Now, I thought I had done a brilliant job of explaining the asset-allocation fund premise–how that diversification was accomplished within the fund on an ongoing basis by people who spent their working hours paying attention to such things. But to her great credit, my mom–who had no real education in investing or the market other than what she got in the workplace–may not have known what to invest in, but she did know that you shouldn’t put all your eggs in one basket.

That wasn’t the last discussion I would have with Mom on the subject (though she let a respectable amount of time pass before she brought it up again). Not because she didn’t hear and understand my explanation, but because, IMHO, after a lifetime of having to make the investment decisions herself, she just couldn’t quite believe that the “right” thing to do was to invest it in a single mutual fund.
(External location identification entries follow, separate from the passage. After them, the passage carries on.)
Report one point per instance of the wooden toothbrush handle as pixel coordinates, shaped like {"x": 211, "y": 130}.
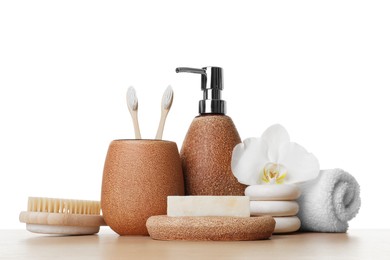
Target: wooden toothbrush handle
{"x": 137, "y": 132}
{"x": 161, "y": 125}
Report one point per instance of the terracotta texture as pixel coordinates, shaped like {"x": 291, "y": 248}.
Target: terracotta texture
{"x": 210, "y": 228}
{"x": 138, "y": 176}
{"x": 206, "y": 157}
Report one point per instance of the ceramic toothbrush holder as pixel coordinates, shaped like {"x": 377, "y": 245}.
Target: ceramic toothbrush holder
{"x": 137, "y": 178}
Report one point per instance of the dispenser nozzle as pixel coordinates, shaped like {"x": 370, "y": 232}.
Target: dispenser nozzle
{"x": 212, "y": 86}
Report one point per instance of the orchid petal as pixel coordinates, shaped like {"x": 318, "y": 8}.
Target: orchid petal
{"x": 248, "y": 160}
{"x": 301, "y": 165}
{"x": 275, "y": 136}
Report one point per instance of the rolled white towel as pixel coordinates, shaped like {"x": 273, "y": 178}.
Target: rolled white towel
{"x": 328, "y": 202}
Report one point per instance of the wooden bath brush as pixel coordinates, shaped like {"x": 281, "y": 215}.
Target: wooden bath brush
{"x": 62, "y": 216}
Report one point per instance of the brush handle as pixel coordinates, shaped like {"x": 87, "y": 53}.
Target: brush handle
{"x": 160, "y": 129}
{"x": 137, "y": 132}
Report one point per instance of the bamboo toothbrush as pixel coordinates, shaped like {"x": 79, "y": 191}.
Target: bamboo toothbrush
{"x": 166, "y": 104}
{"x": 132, "y": 104}
{"x": 62, "y": 216}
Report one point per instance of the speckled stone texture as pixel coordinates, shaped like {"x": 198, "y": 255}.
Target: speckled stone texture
{"x": 210, "y": 228}
{"x": 138, "y": 176}
{"x": 206, "y": 157}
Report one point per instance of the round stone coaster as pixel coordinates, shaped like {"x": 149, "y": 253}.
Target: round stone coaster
{"x": 210, "y": 228}
{"x": 273, "y": 192}
{"x": 287, "y": 224}
{"x": 274, "y": 208}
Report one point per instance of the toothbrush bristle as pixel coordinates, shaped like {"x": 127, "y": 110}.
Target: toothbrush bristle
{"x": 167, "y": 98}
{"x": 132, "y": 101}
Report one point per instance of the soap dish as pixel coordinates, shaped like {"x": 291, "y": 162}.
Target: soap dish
{"x": 210, "y": 228}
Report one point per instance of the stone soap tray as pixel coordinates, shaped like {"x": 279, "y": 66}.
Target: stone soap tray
{"x": 210, "y": 228}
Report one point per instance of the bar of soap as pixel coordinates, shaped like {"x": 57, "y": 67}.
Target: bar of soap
{"x": 208, "y": 206}
{"x": 273, "y": 192}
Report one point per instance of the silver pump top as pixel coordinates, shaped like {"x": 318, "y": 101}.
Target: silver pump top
{"x": 212, "y": 86}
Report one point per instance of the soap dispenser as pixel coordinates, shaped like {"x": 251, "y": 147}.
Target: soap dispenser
{"x": 207, "y": 148}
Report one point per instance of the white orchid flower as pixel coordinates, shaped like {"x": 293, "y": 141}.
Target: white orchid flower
{"x": 273, "y": 159}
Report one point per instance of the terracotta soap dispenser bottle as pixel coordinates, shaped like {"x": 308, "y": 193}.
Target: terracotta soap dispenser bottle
{"x": 207, "y": 148}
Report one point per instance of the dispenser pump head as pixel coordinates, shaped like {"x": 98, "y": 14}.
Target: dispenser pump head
{"x": 212, "y": 86}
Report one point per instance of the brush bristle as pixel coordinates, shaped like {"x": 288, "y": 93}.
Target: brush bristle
{"x": 132, "y": 100}
{"x": 167, "y": 98}
{"x": 65, "y": 206}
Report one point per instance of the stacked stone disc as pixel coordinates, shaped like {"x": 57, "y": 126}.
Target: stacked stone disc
{"x": 277, "y": 200}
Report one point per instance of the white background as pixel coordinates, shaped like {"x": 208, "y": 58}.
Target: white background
{"x": 320, "y": 68}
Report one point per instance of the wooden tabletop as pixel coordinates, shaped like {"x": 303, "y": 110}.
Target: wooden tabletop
{"x": 356, "y": 244}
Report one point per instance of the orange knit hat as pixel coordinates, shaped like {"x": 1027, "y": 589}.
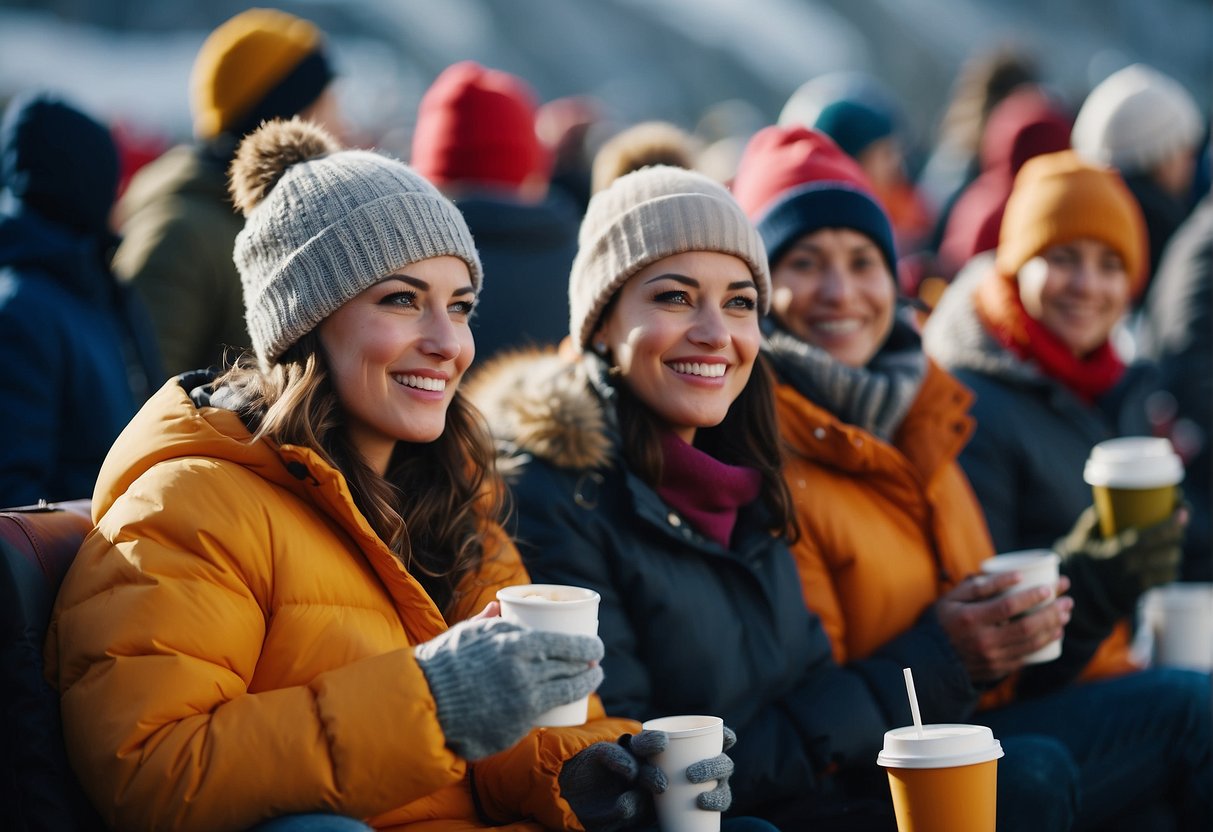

Things are even better for participants now, of course. Asset-allocation funds have long since incorporated sophisticated risk evaluations, and target-date funds make it easy for participants to make respectable decisions without even that “bother.” Those solutions have their imperfections, of course. But I wonder how much different the focus of participant-directed savings programs might be today if those kinds of solutions (1) had been available then.

- Nevin E. Adams, JD

(1) I realize that profit-sharing programs have long operated in a “balanced account” structure that didn’t require participant-direction (or, in most cases, participant funding). On the other hand, from the very beginning, accounts funded with employee contributions have sought to give participants the opportunity to decide how to invest their own money.